Este resultado não é apenas significativo, mas também marca um feito histórico: é a maior arrecadação já registrada em janeiro desde o início da série histórica da Receita, que começou em 1995. Assim, o Brasil atinge um novo patamar, refletindo o crescimento contínuo da economia e as alterações tributárias implementadas sob a administração do presidente Luiz Inácio Lula da Silva nos últimos anos.
Destaques da Arrecadação de Janeiro
Entre os números que se destacaram em janeiro, o Imposto de Renda Retido na Fonte (IRRF) sobre rendimentos do capital apresentou uma arrecadação de R$ 14,68 bilhões, com um crescimento real notável de 32,56%. A Receita Federal salientou que a tributação sobre Juros sobre o Capital Próprio também contribuiu positivamente, embora ainda não tenha refletido totalmente nos resultados deste mês.
Outro ponto a ser destacado é o Imposto sobre Operações Financeiras (IOF), que arrecadou R$ 8 bilhões, representando um crescimento real de 49,05% em relação ao ano anterior. Além disso, o governo captou R$ 1,5 bilhão com a taxação de apostas online e jogos de azar, um setor que, embora tenha tido sua tributação elevada no final de 2025, ainda não teve seu impacto total na arrecadação neste mês específico, devido ao período de adaptação.
Detalhes da Arrecadação Previdenciária
O total arrecadado pela previdência somou R$ 63,45 bilhões, com um aumento real de 5,48%. Este crescimento pode ser atribuído ao aumento da massa salarial e ao desempenho positivo do Simples Nacional, além de um incremento de 17,02% nas compensações tributárias. Por sua vez, o PIS/Pasep e a Cofins geraram R$ 56 bilhões, com um incremento real de 4,35%. Esse desempenho foi impulsionado por um aumento de 2,84% no volume de vendas e de 3,45% nos serviços, conforme dados do IBGE.

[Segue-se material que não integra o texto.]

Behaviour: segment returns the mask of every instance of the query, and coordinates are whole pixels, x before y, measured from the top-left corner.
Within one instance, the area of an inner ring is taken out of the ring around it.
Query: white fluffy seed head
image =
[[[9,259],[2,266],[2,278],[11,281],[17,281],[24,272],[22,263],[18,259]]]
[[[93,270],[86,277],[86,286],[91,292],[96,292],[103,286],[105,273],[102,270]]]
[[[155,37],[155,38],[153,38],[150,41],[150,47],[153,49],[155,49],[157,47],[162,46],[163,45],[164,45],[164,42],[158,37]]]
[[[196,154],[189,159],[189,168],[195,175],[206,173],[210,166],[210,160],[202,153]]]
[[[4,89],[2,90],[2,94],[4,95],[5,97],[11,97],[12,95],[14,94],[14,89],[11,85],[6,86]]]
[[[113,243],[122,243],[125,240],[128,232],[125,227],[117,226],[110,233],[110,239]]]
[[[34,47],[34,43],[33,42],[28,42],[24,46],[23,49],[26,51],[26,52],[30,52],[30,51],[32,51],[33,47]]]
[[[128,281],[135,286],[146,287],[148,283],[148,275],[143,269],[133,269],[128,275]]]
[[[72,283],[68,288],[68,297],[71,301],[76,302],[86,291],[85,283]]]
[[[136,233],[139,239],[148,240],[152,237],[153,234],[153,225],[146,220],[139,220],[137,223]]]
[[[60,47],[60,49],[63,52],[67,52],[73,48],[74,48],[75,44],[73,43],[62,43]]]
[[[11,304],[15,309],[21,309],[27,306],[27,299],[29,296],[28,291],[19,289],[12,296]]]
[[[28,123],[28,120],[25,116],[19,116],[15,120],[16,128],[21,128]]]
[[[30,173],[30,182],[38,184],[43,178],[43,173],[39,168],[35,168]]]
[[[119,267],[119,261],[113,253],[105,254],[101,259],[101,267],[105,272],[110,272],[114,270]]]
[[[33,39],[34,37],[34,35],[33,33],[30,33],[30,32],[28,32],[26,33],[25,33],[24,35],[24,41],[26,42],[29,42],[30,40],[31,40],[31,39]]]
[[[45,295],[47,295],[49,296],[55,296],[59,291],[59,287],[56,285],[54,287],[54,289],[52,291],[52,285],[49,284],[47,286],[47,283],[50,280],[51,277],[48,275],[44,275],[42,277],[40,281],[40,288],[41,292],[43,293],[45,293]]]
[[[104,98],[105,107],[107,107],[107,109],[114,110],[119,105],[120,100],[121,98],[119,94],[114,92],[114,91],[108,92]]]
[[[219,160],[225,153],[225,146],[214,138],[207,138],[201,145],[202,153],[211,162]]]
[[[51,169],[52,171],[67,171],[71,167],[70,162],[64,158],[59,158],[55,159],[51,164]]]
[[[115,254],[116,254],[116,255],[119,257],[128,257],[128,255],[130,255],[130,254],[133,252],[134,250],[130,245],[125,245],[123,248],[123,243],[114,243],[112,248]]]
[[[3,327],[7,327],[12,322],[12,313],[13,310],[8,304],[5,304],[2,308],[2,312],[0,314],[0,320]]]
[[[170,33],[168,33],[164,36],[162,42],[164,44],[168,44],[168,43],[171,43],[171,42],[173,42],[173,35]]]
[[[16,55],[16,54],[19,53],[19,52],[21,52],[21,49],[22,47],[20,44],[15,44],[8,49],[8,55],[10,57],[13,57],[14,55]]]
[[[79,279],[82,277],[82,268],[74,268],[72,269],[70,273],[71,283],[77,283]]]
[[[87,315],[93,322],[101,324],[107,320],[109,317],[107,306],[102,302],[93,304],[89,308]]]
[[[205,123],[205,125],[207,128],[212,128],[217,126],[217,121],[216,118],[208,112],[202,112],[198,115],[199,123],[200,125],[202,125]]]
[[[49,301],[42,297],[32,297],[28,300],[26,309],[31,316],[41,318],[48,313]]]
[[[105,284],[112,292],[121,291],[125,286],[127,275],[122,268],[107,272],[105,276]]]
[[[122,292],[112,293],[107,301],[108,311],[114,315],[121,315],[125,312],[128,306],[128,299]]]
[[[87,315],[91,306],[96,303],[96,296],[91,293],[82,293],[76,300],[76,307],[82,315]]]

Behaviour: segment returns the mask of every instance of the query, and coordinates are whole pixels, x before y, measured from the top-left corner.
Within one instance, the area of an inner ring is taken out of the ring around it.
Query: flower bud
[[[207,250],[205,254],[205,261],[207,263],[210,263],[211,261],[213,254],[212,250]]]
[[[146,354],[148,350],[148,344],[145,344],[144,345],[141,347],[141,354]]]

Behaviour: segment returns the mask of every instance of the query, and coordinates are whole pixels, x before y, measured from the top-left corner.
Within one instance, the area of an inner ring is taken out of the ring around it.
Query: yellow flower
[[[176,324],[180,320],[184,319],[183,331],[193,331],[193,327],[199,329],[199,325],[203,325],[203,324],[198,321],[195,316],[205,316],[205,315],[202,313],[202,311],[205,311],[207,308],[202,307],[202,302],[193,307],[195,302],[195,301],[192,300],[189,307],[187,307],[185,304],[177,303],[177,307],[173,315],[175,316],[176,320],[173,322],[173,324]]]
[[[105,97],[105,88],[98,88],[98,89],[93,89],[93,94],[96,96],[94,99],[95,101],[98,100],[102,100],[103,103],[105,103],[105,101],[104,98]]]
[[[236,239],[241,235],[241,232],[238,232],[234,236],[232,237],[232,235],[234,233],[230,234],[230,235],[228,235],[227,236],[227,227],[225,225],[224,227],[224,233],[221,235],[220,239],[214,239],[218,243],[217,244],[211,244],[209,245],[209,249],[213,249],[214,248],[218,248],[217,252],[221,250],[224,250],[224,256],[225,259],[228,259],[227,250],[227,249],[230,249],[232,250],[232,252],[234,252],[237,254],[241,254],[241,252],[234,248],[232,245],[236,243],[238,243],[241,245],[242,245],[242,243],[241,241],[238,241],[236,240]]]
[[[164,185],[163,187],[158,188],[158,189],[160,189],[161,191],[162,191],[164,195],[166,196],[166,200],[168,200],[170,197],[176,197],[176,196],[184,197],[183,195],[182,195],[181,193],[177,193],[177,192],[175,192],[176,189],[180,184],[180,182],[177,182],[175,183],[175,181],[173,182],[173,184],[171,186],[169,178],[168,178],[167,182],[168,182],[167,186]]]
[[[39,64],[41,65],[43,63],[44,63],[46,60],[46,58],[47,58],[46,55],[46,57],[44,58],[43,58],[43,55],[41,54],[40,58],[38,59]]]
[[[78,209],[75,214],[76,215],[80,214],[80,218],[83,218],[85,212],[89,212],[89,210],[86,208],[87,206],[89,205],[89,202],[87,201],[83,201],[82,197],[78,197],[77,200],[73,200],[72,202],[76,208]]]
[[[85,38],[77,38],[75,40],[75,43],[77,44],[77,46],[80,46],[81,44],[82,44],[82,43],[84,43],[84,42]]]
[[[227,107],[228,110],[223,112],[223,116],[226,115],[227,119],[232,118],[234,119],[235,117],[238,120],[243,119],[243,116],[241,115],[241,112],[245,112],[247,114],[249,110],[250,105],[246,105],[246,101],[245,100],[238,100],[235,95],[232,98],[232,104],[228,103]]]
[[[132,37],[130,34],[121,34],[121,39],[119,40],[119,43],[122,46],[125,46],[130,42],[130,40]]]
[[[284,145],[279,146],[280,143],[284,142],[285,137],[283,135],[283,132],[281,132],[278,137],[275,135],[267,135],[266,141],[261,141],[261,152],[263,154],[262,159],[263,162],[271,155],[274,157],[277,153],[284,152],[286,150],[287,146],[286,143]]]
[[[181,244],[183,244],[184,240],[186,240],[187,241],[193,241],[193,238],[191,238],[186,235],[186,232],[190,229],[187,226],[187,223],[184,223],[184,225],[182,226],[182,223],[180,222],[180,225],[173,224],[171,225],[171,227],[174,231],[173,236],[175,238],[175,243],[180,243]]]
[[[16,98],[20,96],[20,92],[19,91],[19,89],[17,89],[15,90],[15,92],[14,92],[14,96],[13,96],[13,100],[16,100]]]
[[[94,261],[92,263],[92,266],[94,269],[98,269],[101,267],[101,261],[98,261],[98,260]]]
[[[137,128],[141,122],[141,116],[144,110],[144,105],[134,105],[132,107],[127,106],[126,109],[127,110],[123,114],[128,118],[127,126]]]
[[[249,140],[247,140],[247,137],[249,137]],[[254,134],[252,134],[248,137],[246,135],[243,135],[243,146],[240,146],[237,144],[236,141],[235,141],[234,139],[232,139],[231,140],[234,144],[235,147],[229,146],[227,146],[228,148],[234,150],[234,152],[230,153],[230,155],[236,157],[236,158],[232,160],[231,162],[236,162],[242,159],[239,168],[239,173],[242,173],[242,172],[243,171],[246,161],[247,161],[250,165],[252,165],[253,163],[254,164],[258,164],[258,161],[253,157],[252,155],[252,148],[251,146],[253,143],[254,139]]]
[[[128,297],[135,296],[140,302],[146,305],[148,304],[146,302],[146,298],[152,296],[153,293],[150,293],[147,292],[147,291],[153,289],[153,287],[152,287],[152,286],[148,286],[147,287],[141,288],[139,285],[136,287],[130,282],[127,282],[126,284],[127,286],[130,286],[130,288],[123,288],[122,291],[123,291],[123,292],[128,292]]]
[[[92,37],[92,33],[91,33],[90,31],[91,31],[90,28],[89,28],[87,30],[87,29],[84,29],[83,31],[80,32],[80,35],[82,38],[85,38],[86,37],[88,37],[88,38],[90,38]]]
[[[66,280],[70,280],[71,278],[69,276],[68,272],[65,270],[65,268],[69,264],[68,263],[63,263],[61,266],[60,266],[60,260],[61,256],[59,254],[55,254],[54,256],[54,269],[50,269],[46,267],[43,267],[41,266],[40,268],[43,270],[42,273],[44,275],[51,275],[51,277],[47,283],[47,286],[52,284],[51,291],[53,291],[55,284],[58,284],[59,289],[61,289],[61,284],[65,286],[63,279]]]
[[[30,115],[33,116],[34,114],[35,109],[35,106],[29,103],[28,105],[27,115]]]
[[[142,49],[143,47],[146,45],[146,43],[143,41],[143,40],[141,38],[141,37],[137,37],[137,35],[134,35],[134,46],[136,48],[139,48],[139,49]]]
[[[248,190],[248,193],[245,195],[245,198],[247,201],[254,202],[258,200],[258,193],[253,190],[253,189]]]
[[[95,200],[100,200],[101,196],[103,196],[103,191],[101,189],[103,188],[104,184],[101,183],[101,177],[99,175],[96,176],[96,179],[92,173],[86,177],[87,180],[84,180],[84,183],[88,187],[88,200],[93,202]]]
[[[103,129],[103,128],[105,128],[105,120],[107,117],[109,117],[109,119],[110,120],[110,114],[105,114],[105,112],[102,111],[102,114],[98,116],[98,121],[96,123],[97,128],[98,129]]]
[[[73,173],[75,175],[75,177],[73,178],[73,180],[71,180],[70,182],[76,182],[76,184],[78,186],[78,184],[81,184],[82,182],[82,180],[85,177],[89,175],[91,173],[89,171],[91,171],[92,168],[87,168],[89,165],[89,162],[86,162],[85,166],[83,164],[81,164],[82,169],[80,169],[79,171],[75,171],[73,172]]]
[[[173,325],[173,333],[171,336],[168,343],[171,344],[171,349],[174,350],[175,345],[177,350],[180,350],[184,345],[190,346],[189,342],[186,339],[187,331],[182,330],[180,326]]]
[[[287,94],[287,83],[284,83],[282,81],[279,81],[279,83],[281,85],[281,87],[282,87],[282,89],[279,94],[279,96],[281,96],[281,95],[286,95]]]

Impostos que Impulsionaram as Contas Públicas
O avanço na arrecadação em janeiro de 2024 é, em parte, resultado de uma série de medidas tributárias executadas ao longo dos últimos anos. Essas medidas incluem a tributação de fundos exclusivos, alterações na tributação de incentivos concedidos pelos estados, a retomada da cobrança de impostos sobre combustíveis e a nova taxa sobre encomendas internacionais, como as pequenas importações.
Além disso, houve uma reoneração gradual da folha de pagamentos e o fim de isenções fiscais para o setor de eventos. Essas medidas foram fundamentais para otimizar as receitas do governo e, consequentemente, melhorar a situação fiscal do país.
Expectativas para as Contas Públicas em 2026
À semelhança dos anos anteriores, o governo mantém a expectativa de que a elevação na arrecadação seja crucial para o cumprimento das metas fiscais em 2026. De acordo com o arcabouço fiscal aprovado em 2023, há um intervalo de tolerância de 0,25 ponto percentual que pode ser considerado para a meta central.
Portanto, a meta será considerada cumprida se o governo alcançar um saldo zero ou um superávit de R$ 68,6 bilhões. Contudo, essa expectativa é complexa, pois o texto permite que R$ 57,8 bilhões em despesas sejam excluídos desse cálculo, o que levanta preocupações sobre possíveis déficits nas contas públicas, com uma previsão de rombo de R$ 23,3 bilhões em 2026.
Se as projeções se concretizarem, existe o risco de que as contas governamentais permaneçam negativas durante todo o terceiro mandato do presidente Lula, o que exigirá uma gestão fiscal mais rigorosa.